Operational limitations
Regex detectors can produce false positives and false negatives. Built-in
international coverage includes plus-prefixed phone numbers, IBANs, UK National
Insurance numbers, and Canadian SINs; it is not a comprehensive global identity
library. Values that do not resemble a known pattern should be placed beneath a
configured sensitive field name or removed before logging. Cyclic object graphs
raise RedactionError instead of producing ambiguous output.
Hashing and tokenization
Use deterministic hashing when correlating repeated values is necessary but the original value must not be retained:
from agentlogsafe import HashStrategy, RedactionConfig
config = RedactionConfig(strategy=HashStrategy(salt=b"tenant-specific-salt"))

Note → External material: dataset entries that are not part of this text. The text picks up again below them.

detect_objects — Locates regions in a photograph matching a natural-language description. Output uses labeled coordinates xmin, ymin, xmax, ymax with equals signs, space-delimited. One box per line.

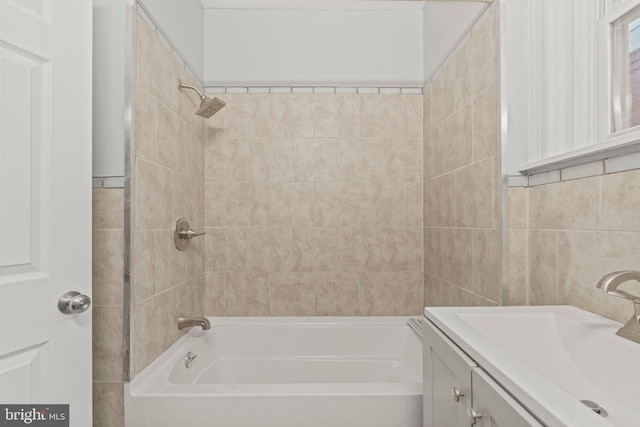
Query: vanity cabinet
xmin=423 ymin=320 xmax=543 ymax=427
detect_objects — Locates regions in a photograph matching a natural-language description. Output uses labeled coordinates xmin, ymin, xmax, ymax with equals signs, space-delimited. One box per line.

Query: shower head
xmin=177 ymin=79 xmax=226 ymax=119
xmin=195 ymin=96 xmax=226 ymax=119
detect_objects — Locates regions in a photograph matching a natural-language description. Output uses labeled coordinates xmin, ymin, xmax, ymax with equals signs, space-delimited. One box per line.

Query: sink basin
xmin=425 ymin=306 xmax=640 ymax=427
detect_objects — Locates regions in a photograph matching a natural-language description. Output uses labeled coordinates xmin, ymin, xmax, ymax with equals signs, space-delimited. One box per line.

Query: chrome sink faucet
xmin=597 ymin=271 xmax=640 ymax=344
xmin=178 ymin=317 xmax=211 ymax=331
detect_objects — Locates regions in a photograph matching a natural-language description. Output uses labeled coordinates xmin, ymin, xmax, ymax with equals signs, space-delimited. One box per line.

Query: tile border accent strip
xmin=508 ymin=150 xmax=640 ymax=187
xmin=204 ymin=86 xmax=423 ymax=94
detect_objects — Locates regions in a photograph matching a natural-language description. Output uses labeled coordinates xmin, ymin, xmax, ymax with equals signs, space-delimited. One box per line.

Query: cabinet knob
xmin=451 ymin=387 xmax=465 ymax=402
xmin=467 ymin=407 xmax=483 ymax=425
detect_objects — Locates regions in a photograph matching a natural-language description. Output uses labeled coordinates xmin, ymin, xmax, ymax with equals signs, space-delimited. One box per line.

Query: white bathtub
xmin=125 ymin=317 xmax=423 ymax=427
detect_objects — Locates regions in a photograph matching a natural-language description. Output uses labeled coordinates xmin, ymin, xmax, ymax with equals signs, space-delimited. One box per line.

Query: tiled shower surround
xmin=203 ymin=93 xmax=424 ymax=317
xmin=130 ymin=13 xmax=424 ymax=380
xmin=422 ymin=7 xmax=501 ymax=307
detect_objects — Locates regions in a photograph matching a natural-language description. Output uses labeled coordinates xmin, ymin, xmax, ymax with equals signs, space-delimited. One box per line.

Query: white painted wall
xmin=93 ymin=0 xmax=126 ymax=179
xmin=203 ymin=7 xmax=424 ymax=87
xmin=139 ymin=0 xmax=204 ymax=78
xmin=423 ymin=1 xmax=487 ymax=82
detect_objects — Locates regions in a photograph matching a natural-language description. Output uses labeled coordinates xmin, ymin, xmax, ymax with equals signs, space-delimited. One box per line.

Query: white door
xmin=0 ymin=0 xmax=92 ymax=425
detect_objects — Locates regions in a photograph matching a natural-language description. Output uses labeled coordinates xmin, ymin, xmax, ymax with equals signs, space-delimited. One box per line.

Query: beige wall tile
xmin=456 ymin=158 xmax=494 ymax=228
xmin=432 ymin=59 xmax=457 ymax=125
xmin=185 ymin=235 xmax=206 ymax=279
xmin=442 ymin=103 xmax=472 ymax=173
xmin=177 ymin=276 xmax=206 ymax=319
xmin=135 ymin=159 xmax=172 ymax=230
xmin=472 ymin=84 xmax=498 ymax=162
xmin=136 ymin=16 xmax=176 ymax=111
xmin=133 ymin=292 xmax=171 ymax=376
xmin=92 ymin=229 xmax=124 ymax=306
xmin=423 ymin=84 xmax=433 ymax=136
xmin=133 ymin=230 xmax=155 ymax=303
xmin=387 ymin=228 xmax=423 ymax=272
xmin=292 ymin=228 xmax=338 ymax=272
xmin=359 ymin=182 xmax=406 ymax=227
xmin=424 ymin=227 xmax=443 ymax=279
xmin=134 ymin=88 xmax=157 ymax=163
xmin=172 ymin=172 xmax=200 ymax=227
xmin=270 ymin=182 xmax=319 ymax=227
xmin=508 ymin=187 xmax=528 ymax=230
xmin=360 ymin=272 xmax=405 ymax=315
xmin=156 ymin=105 xmax=186 ymax=173
xmin=224 ymin=183 xmax=270 ymax=227
xmin=93 ymin=189 xmax=124 ymax=230
xmin=248 ymin=138 xmax=294 ymax=182
xmin=430 ymin=173 xmax=456 ymax=227
xmin=206 ymin=228 xmax=247 ymax=271
xmin=93 ymin=382 xmax=124 ymax=427
xmin=154 ymin=229 xmax=186 ymax=293
xmin=313 ymin=94 xmax=360 ymax=137
xmin=338 ymin=137 xmax=384 ymax=182
xmin=443 ymin=228 xmax=473 ymax=289
xmin=383 ymin=137 xmax=422 ymax=182
xmin=205 ymin=138 xmax=247 ymax=182
xmin=224 ymin=94 xmax=269 ymax=137
xmin=404 ymin=95 xmax=424 ymax=138
xmin=205 ymin=183 xmax=225 ymax=227
xmin=360 ymin=95 xmax=405 ymax=138
xmin=424 ymin=274 xmax=457 ymax=307
xmin=456 ymin=16 xmax=495 ymax=107
xmin=246 ymin=228 xmax=293 ymax=272
xmin=185 ymin=126 xmax=205 ymax=180
xmin=224 ymin=272 xmax=270 ymax=315
xmin=269 ymin=94 xmax=314 ymax=137
xmin=205 ymin=272 xmax=225 ymax=315
xmin=472 ymin=229 xmax=499 ymax=302
xmin=529 ymin=176 xmax=600 ymax=230
xmin=601 ymin=169 xmax=640 ymax=231
xmin=316 ymin=182 xmax=361 ymax=227
xmin=93 ymin=306 xmax=123 ymax=382
xmin=528 ymin=230 xmax=558 ymax=305
xmin=404 ymin=272 xmax=424 ymax=315
xmin=293 ymin=138 xmax=339 ymax=181
xmin=507 ymin=230 xmax=527 ymax=306
xmin=316 ymin=272 xmax=360 ymax=315
xmin=269 ymin=272 xmax=316 ymax=315
xmin=405 ymin=183 xmax=423 ymax=227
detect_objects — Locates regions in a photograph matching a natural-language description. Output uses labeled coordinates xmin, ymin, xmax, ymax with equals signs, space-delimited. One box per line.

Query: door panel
xmin=0 ymin=0 xmax=92 ymax=425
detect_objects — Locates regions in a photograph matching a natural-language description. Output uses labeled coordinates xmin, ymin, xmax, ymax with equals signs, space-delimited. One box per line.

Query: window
xmin=612 ymin=4 xmax=640 ymax=133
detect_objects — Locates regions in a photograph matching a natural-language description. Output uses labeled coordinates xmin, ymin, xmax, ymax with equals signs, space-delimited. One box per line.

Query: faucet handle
xmin=597 ymin=270 xmax=640 ymax=303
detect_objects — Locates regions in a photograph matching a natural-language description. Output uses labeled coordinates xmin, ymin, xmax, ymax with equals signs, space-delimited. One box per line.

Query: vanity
xmin=423 ymin=306 xmax=640 ymax=427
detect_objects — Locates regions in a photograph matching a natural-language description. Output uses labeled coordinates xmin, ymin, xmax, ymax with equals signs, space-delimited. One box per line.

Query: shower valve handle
xmin=174 ymin=217 xmax=205 ymax=251
xmin=180 ymin=229 xmax=206 ymax=240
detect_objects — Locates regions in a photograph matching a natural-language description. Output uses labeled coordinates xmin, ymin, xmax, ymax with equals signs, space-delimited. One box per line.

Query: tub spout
xmin=178 ymin=317 xmax=211 ymax=331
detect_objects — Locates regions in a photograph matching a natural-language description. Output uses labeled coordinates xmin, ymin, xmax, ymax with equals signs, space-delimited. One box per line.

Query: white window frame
xmin=505 ymin=0 xmax=640 ymax=176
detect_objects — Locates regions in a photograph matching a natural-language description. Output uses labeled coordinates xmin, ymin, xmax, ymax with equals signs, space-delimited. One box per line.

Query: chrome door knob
xmin=58 ymin=291 xmax=92 ymax=314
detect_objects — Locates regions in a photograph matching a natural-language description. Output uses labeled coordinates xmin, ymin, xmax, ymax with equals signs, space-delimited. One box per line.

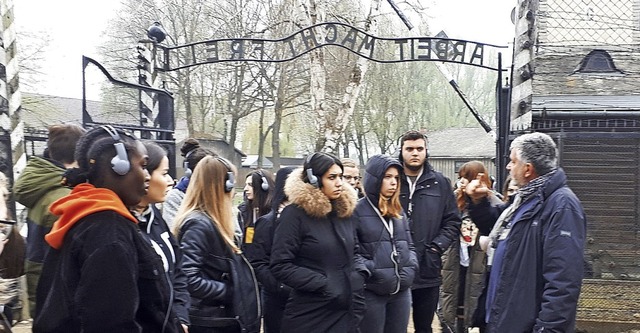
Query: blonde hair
xmin=173 ymin=156 xmax=239 ymax=253
xmin=340 ymin=158 xmax=358 ymax=169
xmin=378 ymin=167 xmax=402 ymax=218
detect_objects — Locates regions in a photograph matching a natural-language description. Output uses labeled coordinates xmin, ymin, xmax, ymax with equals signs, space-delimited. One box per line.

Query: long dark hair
xmin=303 ymin=152 xmax=343 ymax=187
xmin=143 ymin=141 xmax=167 ymax=173
xmin=248 ymin=169 xmax=274 ymax=219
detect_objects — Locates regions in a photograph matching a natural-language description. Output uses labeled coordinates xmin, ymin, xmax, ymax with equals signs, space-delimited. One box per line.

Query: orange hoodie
xmin=45 ymin=183 xmax=138 ymax=250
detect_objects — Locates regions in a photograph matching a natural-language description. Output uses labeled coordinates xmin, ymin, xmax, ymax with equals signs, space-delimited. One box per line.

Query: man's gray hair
xmin=510 ymin=132 xmax=558 ymax=175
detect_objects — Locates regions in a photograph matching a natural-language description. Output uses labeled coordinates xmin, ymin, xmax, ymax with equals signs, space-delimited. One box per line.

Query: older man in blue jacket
xmin=465 ymin=132 xmax=587 ymax=333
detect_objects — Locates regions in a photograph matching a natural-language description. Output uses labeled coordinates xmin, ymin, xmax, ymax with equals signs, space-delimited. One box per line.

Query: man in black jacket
xmin=398 ymin=130 xmax=461 ymax=333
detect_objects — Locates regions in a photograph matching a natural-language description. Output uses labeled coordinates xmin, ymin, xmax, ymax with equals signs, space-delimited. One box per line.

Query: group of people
xmin=11 ymin=124 xmax=587 ymax=333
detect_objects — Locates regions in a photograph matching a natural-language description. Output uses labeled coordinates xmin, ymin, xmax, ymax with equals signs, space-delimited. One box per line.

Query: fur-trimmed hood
xmin=284 ymin=168 xmax=357 ymax=219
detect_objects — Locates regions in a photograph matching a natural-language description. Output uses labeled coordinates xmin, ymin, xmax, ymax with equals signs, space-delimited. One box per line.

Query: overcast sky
xmin=14 ymin=0 xmax=515 ymax=99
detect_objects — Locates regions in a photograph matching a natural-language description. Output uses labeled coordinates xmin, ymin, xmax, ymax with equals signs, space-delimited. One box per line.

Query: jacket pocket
xmin=419 ymin=248 xmax=442 ymax=279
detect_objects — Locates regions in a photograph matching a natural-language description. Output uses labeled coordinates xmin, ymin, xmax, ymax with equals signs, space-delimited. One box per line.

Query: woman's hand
xmin=465 ymin=173 xmax=491 ymax=203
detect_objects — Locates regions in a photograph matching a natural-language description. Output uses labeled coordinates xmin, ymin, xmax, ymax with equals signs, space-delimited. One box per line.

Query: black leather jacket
xmin=177 ymin=211 xmax=261 ymax=332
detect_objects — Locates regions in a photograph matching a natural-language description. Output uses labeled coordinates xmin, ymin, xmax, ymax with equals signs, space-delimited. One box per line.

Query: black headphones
xmin=256 ymin=170 xmax=269 ymax=191
xmin=183 ymin=149 xmax=195 ymax=178
xmin=101 ymin=125 xmax=130 ymax=176
xmin=305 ymin=153 xmax=319 ymax=188
xmin=397 ymin=131 xmax=430 ymax=162
xmin=215 ymin=156 xmax=235 ymax=193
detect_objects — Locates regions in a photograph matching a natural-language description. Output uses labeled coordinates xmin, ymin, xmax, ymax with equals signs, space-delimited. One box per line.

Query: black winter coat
xmin=177 ymin=211 xmax=261 ymax=332
xmin=270 ymin=169 xmax=361 ymax=333
xmin=354 ymin=155 xmax=417 ymax=296
xmin=34 ymin=211 xmax=182 ymax=333
xmin=399 ymin=163 xmax=461 ymax=288
xmin=244 ymin=210 xmax=291 ymax=298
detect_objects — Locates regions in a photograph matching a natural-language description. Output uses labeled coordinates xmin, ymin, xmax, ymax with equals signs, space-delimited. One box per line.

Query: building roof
xmin=242 ymin=155 xmax=273 ymax=168
xmin=533 ymin=95 xmax=640 ymax=111
xmin=427 ymin=127 xmax=496 ymax=158
xmin=21 ymin=93 xmax=84 ymax=130
xmin=21 ymin=92 xmax=141 ymax=131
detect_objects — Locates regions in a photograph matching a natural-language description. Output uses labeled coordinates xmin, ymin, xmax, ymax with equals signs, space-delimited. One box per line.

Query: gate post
xmin=510 ymin=0 xmax=537 ymax=123
xmin=0 ymin=0 xmax=23 ymax=218
xmin=137 ymin=40 xmax=158 ymax=139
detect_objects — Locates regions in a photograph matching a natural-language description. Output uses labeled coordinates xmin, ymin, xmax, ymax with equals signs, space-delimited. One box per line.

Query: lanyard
xmin=406 ymin=167 xmax=423 ymax=201
xmin=405 ymin=167 xmax=423 ymax=216
xmin=365 ymin=196 xmax=394 ymax=238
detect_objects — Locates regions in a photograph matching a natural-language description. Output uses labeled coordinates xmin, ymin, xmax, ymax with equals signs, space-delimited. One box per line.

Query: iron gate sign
xmin=156 ymin=22 xmax=506 ymax=72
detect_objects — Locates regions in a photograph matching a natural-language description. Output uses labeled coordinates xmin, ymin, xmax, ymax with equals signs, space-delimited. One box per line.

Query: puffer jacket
xmin=177 ymin=211 xmax=261 ymax=332
xmin=399 ymin=162 xmax=461 ymax=288
xmin=353 ymin=155 xmax=417 ymax=296
xmin=270 ymin=168 xmax=361 ymax=333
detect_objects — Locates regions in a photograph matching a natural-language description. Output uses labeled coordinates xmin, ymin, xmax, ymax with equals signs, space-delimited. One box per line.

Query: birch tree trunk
xmin=296 ymin=0 xmax=328 ymax=151
xmin=322 ymin=0 xmax=381 ymax=155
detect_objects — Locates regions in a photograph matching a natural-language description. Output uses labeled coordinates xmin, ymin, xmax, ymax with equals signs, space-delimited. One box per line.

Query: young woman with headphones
xmin=352 ymin=154 xmax=418 ymax=333
xmin=239 ymin=169 xmax=274 ymax=247
xmin=34 ymin=126 xmax=184 ymax=333
xmin=131 ymin=141 xmax=191 ymax=333
xmin=173 ymin=156 xmax=260 ymax=333
xmin=244 ymin=166 xmax=296 ymax=333
xmin=270 ymin=152 xmax=361 ymax=333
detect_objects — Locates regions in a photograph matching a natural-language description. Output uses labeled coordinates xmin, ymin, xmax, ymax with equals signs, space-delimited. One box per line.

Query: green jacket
xmin=14 ymin=156 xmax=69 ymax=264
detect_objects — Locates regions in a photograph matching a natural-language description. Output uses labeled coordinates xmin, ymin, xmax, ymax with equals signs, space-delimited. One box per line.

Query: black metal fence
xmin=535 ymin=119 xmax=640 ymax=331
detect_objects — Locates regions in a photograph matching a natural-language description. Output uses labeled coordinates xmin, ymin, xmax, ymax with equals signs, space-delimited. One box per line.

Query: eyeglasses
xmin=343 ymin=175 xmax=361 ymax=181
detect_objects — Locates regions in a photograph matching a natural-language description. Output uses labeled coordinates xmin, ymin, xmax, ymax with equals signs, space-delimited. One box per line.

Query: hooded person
xmin=270 ymin=152 xmax=361 ymax=333
xmin=353 ymin=154 xmax=418 ymax=333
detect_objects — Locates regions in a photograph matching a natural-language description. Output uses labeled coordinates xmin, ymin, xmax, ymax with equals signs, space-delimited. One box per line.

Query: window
xmin=454 ymin=161 xmax=467 ymax=174
xmin=576 ymin=50 xmax=621 ymax=73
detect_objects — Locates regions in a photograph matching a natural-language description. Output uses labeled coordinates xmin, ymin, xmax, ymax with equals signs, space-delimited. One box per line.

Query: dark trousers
xmin=359 ymin=289 xmax=411 ymax=333
xmin=411 ymin=286 xmax=439 ymax=333
xmin=262 ymin=290 xmax=288 ymax=333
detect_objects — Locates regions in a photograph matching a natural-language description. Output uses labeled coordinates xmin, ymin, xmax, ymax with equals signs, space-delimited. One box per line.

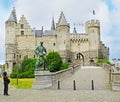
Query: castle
xmin=5 ymin=8 xmax=109 ymax=73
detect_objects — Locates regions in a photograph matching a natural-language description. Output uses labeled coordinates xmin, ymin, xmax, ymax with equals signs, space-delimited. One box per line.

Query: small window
xmin=21 ymin=31 xmax=24 ymax=35
xmin=14 ymin=54 xmax=15 ymax=58
xmin=53 ymin=43 xmax=55 ymax=46
xmin=6 ymin=63 xmax=9 ymax=68
xmin=16 ymin=55 xmax=19 ymax=59
xmin=34 ymin=55 xmax=35 ymax=58
xmin=21 ymin=24 xmax=24 ymax=29
xmin=19 ymin=55 xmax=21 ymax=59
xmin=26 ymin=55 xmax=28 ymax=58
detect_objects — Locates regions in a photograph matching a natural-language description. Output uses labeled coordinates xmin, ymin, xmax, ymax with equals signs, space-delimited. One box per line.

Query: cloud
xmin=15 ymin=0 xmax=115 ymax=58
xmin=0 ymin=3 xmax=7 ymax=64
xmin=15 ymin=0 xmax=103 ymax=29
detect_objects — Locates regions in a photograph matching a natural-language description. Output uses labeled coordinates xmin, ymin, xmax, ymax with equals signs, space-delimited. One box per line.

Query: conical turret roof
xmin=56 ymin=12 xmax=69 ymax=27
xmin=73 ymin=27 xmax=77 ymax=33
xmin=51 ymin=17 xmax=55 ymax=30
xmin=6 ymin=7 xmax=17 ymax=23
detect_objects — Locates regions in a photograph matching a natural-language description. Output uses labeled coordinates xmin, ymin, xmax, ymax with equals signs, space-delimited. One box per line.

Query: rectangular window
xmin=21 ymin=31 xmax=24 ymax=35
xmin=21 ymin=24 xmax=24 ymax=29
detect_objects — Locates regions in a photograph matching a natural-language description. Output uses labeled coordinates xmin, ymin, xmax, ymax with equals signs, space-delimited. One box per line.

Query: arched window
xmin=77 ymin=53 xmax=83 ymax=59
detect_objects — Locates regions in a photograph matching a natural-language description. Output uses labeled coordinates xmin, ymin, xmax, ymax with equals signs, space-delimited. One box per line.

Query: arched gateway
xmin=76 ymin=53 xmax=84 ymax=66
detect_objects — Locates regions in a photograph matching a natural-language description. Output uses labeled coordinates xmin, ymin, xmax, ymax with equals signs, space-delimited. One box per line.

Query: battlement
xmin=85 ymin=19 xmax=100 ymax=28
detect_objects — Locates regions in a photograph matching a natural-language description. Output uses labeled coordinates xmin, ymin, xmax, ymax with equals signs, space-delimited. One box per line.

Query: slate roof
xmin=56 ymin=12 xmax=69 ymax=27
xmin=44 ymin=30 xmax=55 ymax=35
xmin=51 ymin=17 xmax=55 ymax=30
xmin=73 ymin=27 xmax=77 ymax=33
xmin=6 ymin=7 xmax=17 ymax=22
xmin=35 ymin=30 xmax=42 ymax=37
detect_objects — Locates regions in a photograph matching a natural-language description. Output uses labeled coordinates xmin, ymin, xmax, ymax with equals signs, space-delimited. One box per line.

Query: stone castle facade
xmin=5 ymin=8 xmax=109 ymax=73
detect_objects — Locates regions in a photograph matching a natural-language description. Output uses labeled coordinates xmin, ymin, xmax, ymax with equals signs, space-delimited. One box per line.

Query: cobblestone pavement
xmin=0 ymin=88 xmax=120 ymax=102
xmin=0 ymin=81 xmax=120 ymax=102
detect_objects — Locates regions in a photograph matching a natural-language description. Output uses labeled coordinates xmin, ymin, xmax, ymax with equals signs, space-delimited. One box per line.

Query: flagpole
xmin=92 ymin=10 xmax=96 ymax=20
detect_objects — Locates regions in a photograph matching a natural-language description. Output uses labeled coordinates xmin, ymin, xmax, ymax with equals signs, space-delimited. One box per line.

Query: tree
xmin=10 ymin=58 xmax=36 ymax=78
xmin=46 ymin=51 xmax=63 ymax=72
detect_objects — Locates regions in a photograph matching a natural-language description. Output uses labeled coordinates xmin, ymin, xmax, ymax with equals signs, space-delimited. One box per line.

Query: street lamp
xmin=16 ymin=54 xmax=19 ymax=85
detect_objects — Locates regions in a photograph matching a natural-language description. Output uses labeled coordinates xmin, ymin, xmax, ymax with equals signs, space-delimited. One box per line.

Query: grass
xmin=10 ymin=78 xmax=34 ymax=89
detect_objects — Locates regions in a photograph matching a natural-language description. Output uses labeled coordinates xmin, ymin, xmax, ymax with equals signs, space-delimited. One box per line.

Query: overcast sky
xmin=0 ymin=0 xmax=120 ymax=64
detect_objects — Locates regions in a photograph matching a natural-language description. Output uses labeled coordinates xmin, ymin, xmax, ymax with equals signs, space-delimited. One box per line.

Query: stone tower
xmin=56 ymin=12 xmax=71 ymax=62
xmin=85 ymin=20 xmax=100 ymax=62
xmin=5 ymin=8 xmax=17 ymax=73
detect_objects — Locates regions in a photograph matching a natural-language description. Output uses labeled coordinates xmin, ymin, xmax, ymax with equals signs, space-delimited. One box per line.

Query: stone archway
xmin=76 ymin=53 xmax=84 ymax=66
xmin=89 ymin=58 xmax=95 ymax=66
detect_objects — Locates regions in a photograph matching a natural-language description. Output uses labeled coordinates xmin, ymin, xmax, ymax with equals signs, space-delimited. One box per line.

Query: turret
xmin=51 ymin=17 xmax=55 ymax=31
xmin=5 ymin=7 xmax=17 ymax=44
xmin=56 ymin=12 xmax=71 ymax=62
xmin=5 ymin=7 xmax=17 ymax=73
xmin=85 ymin=19 xmax=100 ymax=60
xmin=73 ymin=27 xmax=77 ymax=33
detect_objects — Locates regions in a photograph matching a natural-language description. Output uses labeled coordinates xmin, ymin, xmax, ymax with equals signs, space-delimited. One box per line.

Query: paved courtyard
xmin=0 ymin=86 xmax=120 ymax=102
xmin=0 ymin=66 xmax=120 ymax=102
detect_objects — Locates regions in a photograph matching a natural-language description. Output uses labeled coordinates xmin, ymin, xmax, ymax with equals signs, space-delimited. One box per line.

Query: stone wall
xmin=99 ymin=63 xmax=120 ymax=91
xmin=51 ymin=64 xmax=80 ymax=84
xmin=99 ymin=41 xmax=109 ymax=59
xmin=111 ymin=72 xmax=120 ymax=91
xmin=32 ymin=64 xmax=80 ymax=89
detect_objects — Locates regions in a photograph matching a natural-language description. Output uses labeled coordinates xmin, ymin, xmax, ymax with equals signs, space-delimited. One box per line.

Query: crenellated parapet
xmin=85 ymin=19 xmax=100 ymax=28
xmin=70 ymin=34 xmax=88 ymax=42
xmin=99 ymin=41 xmax=109 ymax=59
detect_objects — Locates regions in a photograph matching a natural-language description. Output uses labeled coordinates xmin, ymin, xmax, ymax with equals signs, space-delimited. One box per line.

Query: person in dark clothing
xmin=3 ymin=72 xmax=10 ymax=96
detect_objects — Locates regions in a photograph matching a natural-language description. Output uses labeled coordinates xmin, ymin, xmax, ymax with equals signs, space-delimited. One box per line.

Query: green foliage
xmin=60 ymin=62 xmax=70 ymax=70
xmin=10 ymin=58 xmax=36 ymax=78
xmin=46 ymin=51 xmax=63 ymax=72
xmin=97 ymin=59 xmax=111 ymax=65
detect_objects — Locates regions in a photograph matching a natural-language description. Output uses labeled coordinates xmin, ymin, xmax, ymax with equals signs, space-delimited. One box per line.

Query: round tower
xmin=56 ymin=12 xmax=71 ymax=62
xmin=5 ymin=8 xmax=17 ymax=73
xmin=85 ymin=19 xmax=100 ymax=62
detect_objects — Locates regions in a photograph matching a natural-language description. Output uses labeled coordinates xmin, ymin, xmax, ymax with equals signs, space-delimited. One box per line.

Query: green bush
xmin=97 ymin=59 xmax=111 ymax=65
xmin=60 ymin=62 xmax=70 ymax=70
xmin=46 ymin=51 xmax=63 ymax=72
xmin=18 ymin=71 xmax=34 ymax=78
xmin=10 ymin=72 xmax=17 ymax=78
xmin=10 ymin=58 xmax=36 ymax=78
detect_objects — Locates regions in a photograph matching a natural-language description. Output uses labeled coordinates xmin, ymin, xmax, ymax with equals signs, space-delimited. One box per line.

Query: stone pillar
xmin=111 ymin=72 xmax=120 ymax=91
xmin=32 ymin=71 xmax=52 ymax=89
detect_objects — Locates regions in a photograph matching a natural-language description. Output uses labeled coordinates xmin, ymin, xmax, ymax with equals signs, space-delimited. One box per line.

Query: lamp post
xmin=16 ymin=54 xmax=18 ymax=85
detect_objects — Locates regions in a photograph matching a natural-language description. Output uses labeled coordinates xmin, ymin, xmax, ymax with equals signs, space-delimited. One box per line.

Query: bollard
xmin=91 ymin=80 xmax=94 ymax=90
xmin=73 ymin=80 xmax=76 ymax=90
xmin=58 ymin=80 xmax=60 ymax=90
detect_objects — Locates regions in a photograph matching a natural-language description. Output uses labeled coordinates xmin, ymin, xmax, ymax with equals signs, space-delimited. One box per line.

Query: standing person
xmin=3 ymin=72 xmax=10 ymax=96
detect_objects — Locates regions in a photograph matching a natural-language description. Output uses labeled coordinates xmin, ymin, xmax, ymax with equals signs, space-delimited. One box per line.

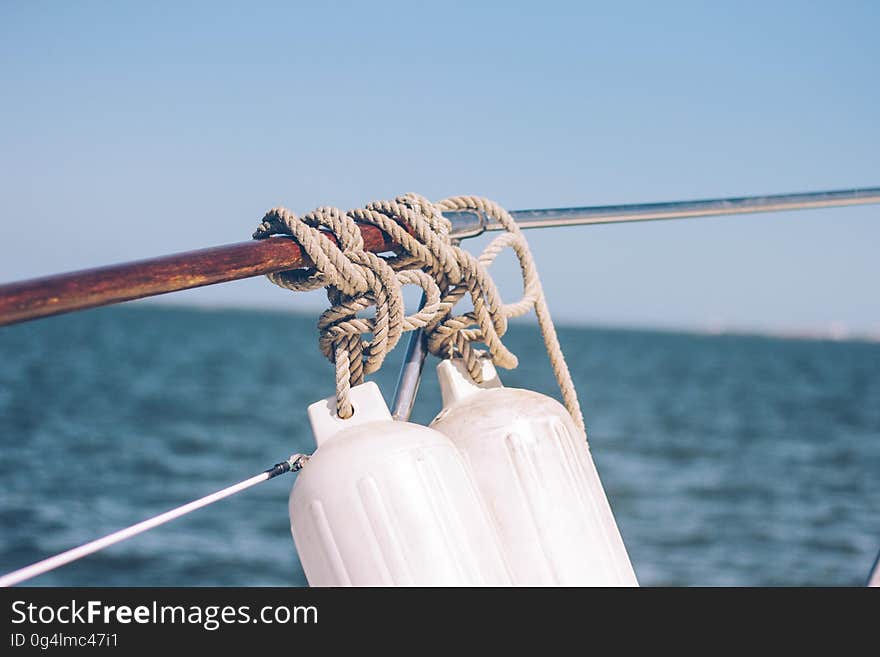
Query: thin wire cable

Use keyed HMAC tokenization when correlation identifiers must not be reproducible without a secret key:
from agentlogsafe import RedactionConfig, TokenizationStrategy
config = RedactionConfig(
strategy=TokenizationStrategy(key=load_key_from_secret_manager())
)
Never hard-code production salts or tokenization keys. Rotate and scope keys using your secret-management policy. These strategies are intentionally one-way; they do not provide token vault lookup or reversible encryption.
Custom detectors
Implement RedactionDetector.redact(value, strategy) or use RegexDetector:
import re
from agentlogsafe import RedactionConfig, RegexDetector
employee_ids = RegexDetector("employee_id", re.compile(r"EMP-\d{6}"))
config = RedactionConfig(detectors=(employee_ids,))
Custom detectors run after enabled built-ins. Keep expressions bounded and avoid nested ambiguous repetitions that can cause pathological regex performance.